Music-Credit Graph Project

Architecture and Technology Study Guide

Initial hardware: ZimaBoard 832 + 1 TB NVMe + four Raspberry Pi 3B nodes + optional x600 compute

Guide Map

Section	What it answers
1. Architecture decision	What runs where, and why K3s becomes reasonable with the ZimaBoard.
2. Storage and data layers	How the 1 TB NVMe is organized and which formats store which information.
3. Workload and network design	How the Wi-Fi-connected ZimaBoard coordinates wired Pi workers without becoming a bottleneck.
4. Application and public delivery	How the API, static site, live game, and offline fallback fit together.
5. Build phases	A sequence that proves the game on small data before attempting a full catalog ingest.
6. Technology study matrix	Languages, frameworks, infrastructure tools, and small exercises to learn each one.
7. Study path and glossary	An ordered curriculum and concise definitions.

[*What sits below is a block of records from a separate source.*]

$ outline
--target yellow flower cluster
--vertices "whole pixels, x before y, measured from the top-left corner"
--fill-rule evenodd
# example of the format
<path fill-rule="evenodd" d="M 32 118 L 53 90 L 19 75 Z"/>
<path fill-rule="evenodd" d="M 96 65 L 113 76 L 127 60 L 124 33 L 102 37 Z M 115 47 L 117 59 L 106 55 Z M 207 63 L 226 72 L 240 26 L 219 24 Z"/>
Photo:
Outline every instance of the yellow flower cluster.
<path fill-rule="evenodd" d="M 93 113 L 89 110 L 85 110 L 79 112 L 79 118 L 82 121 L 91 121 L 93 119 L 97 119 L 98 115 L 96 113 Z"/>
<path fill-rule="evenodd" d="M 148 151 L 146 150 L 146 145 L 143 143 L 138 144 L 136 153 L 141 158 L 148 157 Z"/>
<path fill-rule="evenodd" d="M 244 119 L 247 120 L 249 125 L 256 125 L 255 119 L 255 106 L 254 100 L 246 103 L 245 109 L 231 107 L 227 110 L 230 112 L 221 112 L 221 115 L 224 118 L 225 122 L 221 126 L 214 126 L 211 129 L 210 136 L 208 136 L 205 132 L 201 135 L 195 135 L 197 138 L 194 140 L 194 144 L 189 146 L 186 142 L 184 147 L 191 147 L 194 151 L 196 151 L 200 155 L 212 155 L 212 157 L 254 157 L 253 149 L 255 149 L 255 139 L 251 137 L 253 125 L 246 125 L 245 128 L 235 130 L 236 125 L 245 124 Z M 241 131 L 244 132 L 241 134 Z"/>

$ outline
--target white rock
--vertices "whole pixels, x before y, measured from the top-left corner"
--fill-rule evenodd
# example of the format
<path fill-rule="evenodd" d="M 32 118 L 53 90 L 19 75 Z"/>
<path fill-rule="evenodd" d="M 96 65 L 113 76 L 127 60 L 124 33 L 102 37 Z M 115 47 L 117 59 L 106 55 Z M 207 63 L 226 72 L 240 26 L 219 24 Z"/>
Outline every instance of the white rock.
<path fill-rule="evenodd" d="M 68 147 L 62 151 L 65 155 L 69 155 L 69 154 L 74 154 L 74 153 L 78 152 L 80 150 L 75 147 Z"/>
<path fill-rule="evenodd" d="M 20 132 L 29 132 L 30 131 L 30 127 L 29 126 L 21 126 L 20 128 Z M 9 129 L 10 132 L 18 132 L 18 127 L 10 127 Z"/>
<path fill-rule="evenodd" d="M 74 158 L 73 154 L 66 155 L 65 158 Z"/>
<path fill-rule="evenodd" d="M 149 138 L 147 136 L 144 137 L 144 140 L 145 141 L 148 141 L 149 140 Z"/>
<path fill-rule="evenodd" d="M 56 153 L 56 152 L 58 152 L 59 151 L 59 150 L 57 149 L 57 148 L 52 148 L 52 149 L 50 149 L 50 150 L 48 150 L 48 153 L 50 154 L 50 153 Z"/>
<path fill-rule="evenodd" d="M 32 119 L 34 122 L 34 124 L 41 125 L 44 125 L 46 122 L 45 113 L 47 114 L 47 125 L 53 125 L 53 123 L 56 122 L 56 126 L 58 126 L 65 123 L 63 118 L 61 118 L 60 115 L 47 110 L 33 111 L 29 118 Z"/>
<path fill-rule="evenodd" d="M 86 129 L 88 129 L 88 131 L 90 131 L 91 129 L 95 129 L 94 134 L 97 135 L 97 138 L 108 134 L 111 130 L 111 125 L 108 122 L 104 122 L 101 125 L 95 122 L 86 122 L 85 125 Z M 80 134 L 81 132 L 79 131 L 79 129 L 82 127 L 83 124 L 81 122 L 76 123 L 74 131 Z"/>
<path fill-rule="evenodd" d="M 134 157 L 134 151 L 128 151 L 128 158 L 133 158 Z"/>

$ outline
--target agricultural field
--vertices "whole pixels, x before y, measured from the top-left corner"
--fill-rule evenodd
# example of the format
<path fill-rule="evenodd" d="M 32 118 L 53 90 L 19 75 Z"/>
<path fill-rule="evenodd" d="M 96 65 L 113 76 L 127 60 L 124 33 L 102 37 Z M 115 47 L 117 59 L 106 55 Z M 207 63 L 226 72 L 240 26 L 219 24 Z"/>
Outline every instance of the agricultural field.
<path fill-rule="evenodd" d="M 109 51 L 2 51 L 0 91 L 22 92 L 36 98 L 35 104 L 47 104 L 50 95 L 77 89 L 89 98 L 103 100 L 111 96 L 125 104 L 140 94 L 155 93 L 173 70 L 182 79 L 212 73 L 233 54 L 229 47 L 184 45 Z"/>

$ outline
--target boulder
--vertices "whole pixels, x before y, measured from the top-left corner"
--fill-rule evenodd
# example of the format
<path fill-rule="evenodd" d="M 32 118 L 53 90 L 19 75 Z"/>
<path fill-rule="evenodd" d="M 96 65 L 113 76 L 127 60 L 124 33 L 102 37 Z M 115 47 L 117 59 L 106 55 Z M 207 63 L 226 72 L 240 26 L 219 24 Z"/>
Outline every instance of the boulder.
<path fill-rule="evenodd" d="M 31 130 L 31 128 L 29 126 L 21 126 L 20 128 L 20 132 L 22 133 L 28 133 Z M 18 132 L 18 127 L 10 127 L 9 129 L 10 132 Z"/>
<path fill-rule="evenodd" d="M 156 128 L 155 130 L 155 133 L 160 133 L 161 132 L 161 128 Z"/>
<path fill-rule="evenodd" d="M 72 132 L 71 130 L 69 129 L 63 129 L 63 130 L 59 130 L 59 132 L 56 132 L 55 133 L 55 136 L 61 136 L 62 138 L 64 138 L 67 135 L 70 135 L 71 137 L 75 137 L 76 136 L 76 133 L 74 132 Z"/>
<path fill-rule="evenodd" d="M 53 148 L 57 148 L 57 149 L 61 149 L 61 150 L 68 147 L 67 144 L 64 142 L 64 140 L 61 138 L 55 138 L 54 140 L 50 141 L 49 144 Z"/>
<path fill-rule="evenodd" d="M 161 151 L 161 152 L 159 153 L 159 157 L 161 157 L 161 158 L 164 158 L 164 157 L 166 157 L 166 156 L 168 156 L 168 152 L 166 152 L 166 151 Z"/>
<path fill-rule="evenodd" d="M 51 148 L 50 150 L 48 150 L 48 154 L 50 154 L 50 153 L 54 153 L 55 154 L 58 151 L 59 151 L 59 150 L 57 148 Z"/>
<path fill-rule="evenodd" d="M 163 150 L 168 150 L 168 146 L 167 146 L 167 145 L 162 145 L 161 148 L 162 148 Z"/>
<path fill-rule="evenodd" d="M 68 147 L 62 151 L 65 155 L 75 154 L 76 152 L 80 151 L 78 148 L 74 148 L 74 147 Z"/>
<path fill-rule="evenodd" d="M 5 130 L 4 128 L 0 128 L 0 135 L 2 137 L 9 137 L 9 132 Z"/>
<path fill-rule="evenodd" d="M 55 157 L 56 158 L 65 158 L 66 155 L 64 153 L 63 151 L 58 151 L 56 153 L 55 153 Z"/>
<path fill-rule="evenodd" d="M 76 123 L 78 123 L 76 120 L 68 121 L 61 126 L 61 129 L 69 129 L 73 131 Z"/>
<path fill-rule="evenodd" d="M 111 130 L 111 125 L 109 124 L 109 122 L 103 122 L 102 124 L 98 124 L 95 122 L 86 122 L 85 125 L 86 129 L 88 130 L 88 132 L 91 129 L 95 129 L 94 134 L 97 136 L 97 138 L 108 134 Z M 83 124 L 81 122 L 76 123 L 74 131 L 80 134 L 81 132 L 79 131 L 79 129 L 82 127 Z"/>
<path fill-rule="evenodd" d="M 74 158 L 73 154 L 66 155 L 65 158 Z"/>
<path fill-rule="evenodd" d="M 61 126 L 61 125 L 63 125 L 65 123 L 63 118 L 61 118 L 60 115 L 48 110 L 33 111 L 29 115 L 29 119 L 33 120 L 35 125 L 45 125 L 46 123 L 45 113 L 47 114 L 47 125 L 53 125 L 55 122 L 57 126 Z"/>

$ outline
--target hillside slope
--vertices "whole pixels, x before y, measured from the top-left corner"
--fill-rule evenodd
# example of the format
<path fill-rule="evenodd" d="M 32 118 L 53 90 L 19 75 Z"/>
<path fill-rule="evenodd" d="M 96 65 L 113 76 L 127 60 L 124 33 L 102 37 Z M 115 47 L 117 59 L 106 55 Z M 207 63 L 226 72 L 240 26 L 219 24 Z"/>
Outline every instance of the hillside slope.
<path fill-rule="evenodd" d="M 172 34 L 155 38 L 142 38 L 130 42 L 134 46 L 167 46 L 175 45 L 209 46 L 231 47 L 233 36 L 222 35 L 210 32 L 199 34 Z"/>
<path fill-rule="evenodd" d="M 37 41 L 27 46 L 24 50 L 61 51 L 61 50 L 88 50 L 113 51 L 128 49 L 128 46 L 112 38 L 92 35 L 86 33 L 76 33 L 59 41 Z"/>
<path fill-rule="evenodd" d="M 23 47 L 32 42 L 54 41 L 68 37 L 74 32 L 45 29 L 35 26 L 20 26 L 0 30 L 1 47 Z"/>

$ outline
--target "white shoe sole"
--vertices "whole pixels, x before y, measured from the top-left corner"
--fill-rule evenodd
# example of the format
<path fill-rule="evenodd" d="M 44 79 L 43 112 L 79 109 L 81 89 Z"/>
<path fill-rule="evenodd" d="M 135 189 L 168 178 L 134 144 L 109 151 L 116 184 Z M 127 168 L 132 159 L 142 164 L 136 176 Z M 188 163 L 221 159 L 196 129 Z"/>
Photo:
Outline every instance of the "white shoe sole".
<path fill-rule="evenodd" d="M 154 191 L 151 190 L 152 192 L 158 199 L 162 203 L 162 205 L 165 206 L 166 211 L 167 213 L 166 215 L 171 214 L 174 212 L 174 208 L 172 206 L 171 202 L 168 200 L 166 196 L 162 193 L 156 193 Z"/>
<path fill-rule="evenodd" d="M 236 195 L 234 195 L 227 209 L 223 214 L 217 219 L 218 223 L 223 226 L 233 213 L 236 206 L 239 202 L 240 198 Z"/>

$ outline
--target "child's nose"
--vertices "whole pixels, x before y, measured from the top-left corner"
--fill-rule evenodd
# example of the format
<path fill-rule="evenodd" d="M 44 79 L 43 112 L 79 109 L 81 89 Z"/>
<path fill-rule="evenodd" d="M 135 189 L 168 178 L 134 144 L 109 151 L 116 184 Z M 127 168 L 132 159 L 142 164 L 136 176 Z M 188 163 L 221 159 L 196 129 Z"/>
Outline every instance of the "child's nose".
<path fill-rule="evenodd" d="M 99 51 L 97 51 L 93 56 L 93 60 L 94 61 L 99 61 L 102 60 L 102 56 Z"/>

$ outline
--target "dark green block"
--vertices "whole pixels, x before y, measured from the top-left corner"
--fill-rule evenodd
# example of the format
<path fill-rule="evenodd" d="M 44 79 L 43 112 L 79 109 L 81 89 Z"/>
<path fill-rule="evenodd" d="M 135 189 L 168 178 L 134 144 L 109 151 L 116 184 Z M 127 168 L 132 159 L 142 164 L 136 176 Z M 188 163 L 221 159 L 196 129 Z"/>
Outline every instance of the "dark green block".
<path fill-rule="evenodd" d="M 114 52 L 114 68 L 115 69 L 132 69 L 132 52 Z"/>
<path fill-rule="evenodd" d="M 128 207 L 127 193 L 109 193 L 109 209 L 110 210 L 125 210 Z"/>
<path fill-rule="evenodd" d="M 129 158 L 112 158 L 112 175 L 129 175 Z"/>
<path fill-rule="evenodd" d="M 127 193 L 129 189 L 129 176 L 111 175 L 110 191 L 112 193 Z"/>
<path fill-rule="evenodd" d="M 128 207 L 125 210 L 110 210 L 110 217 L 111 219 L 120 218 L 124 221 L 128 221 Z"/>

1. Recommended Architecture Decision

Use the ZimaBoard 832 as the single always-on control and storage node. Install the operating system on its internal eMMC, mount the 1 TB NVMe as the project data volume, connect it to the home LAN with a Linux-supported USB 5 GHz Wi-Fi adapter, and run the K3s server there. The four Raspberry Pis become K3s agents and Python batch workers. The x600 remains optional heavy compute rather than a required control-plane member.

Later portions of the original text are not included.